Il “risveglio” annunciato dal Vossler consisteva, appunto nel riscatto della Germania. Infatti, nel Paese, la sconfitta nella Prima Guerra Mondiale era coincisa fatalmente con altri fattori, riscontrabili sia nell’analisi di Fromm[12] che di Arendt[13]. Innanzitutto la perdita della guerra e le dure sanzioni imposte dagli Stati vincitori fecero cadere il Paese in una profonda depressione economica che colpì maggiormente la classe media inferiore, più vulnerabile all’inflazione rispetto alla classe operaia ed a quella alto borghese, e causò una generale sensazione di impotenza e di fallimento individuale e sociale. L’insoddisfazione e la frustrazione sociale erano accentuate dal crollo dei valori religiosi e della moralità. In questo clima è facile intuire il ruolo che ebbe il movimento nazista come restauratore di un ordine ormai perduto definitivamente; se la maggioranza della classe operaia subì gli eventi con indifferenza o rassegnazione ed i ceti superiori fiutarono la possibilità di sfruttare la situazione a loro favore, le classi piccolo borghesi, gli ex-combattenti e gli ufficiali dell’esercito, non aspettavano altro che l’opportunità di riacquistare prestigio e potere, e di dare sfogo a un desiderio represso di rivincita o persino di vendetta.
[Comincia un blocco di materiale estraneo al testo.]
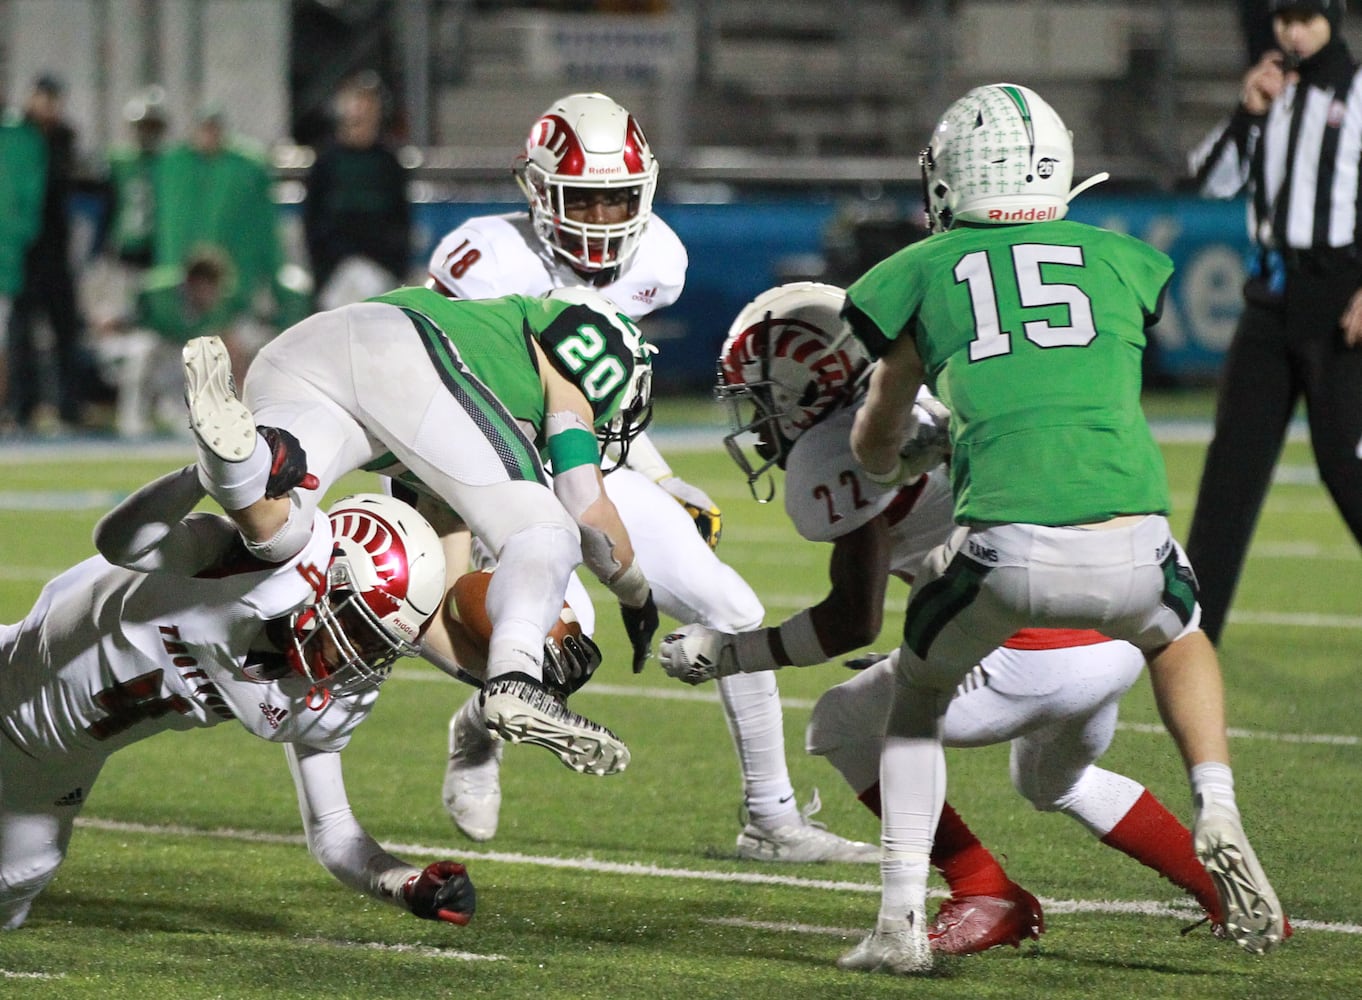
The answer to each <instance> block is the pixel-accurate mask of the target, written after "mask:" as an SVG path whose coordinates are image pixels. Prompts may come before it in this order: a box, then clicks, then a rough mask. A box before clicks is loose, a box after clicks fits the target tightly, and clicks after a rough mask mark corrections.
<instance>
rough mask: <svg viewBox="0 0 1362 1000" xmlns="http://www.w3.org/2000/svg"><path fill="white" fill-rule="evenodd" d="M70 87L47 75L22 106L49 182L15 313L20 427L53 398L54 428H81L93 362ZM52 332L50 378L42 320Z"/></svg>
mask: <svg viewBox="0 0 1362 1000" xmlns="http://www.w3.org/2000/svg"><path fill="white" fill-rule="evenodd" d="M64 97H65V86H64V84H63V82H61V80H60V79H57V78H56V76H53V75H50V74H44V75H41V76H38V78H37V79H35V80H34V83H33V90H31V91H30V94H29V98H27V101H26V102H25V108H23V117H25V121H26V123H27V125H29V127H30V128H34V129H37V132H38V134H39V135H41V138H42V142H44V143H45V146H46V154H48V183H46V189H45V193H44V200H42V223H41V229H39V230H38V234H37V238H35V240H34V241H33V244H31V245H30V247H29V253H27V259H26V262H25V268H26V270H25V278H23V283H22V286H20V289H19V294H18V296H16V297H15V300H14V307H12V311H11V315H10V345H8V354H10V401H8V416H10V418H11V420H12V421H14V424H15V425H16V426H18V428H27V426H31V425H33V424H34V418H35V417H37V414H38V406H39V403H42V402H49V401H45V399H44V396H45V395H50V396H53V398H52V399H50V402H53V403H54V405H56V410H57V420H59V424H57V425H56V429H59V431H60V429H64V428H74V426H78V425H79V424H80V421H82V417H83V407H84V396H86V386H87V381H89V371H90V369H89V364H87V361H86V356H84V347H83V342H82V339H83V327H84V324H83V322H82V317H80V311H79V304H78V300H76V289H75V279H74V277H72V272H71V222H69V217H68V203H69V198H71V185H72V176H74V173H75V154H76V134H75V129H72V128H71V125H68V124H67V123H65V121H64V120H63V102H64ZM39 316H42V317H44V319H46V322H48V324H49V327H50V328H52V350H50V358H52V377H46V375H45V372H44V364H42V358H41V357H39V354H41V353H42V351H39V347H38V343H39V341H38V328H37V323H38V317H39Z"/></svg>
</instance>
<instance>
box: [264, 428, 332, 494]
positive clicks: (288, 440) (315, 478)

Una vendetta che assunse la valenza di una ragion di stato che, secondo Vossler, gli italiani non erano capaci di comprendere.

Per noi si tratta di una guerra di santa difesa. Le ragioni politiche, i precedenti diplomatici saranno quel che sono; a quest’ora nessuno ancora li conoscerà in tutta la loro complicazione. Ma sta il fatto che nella conoscenza tedesca, nel sentimento nostro, c’è solo questo: la Germania è attaccata a tradimento, e portata a difendersi e si difenderà fino all’ultima goccia di sangue. Non vi sono partiti, non vi sono tendenze isolate, non c’è nulla di fittizio, di montato, non è un movimento politico, è la più elementare eruzione di forza popolare che si sia mai vista[14].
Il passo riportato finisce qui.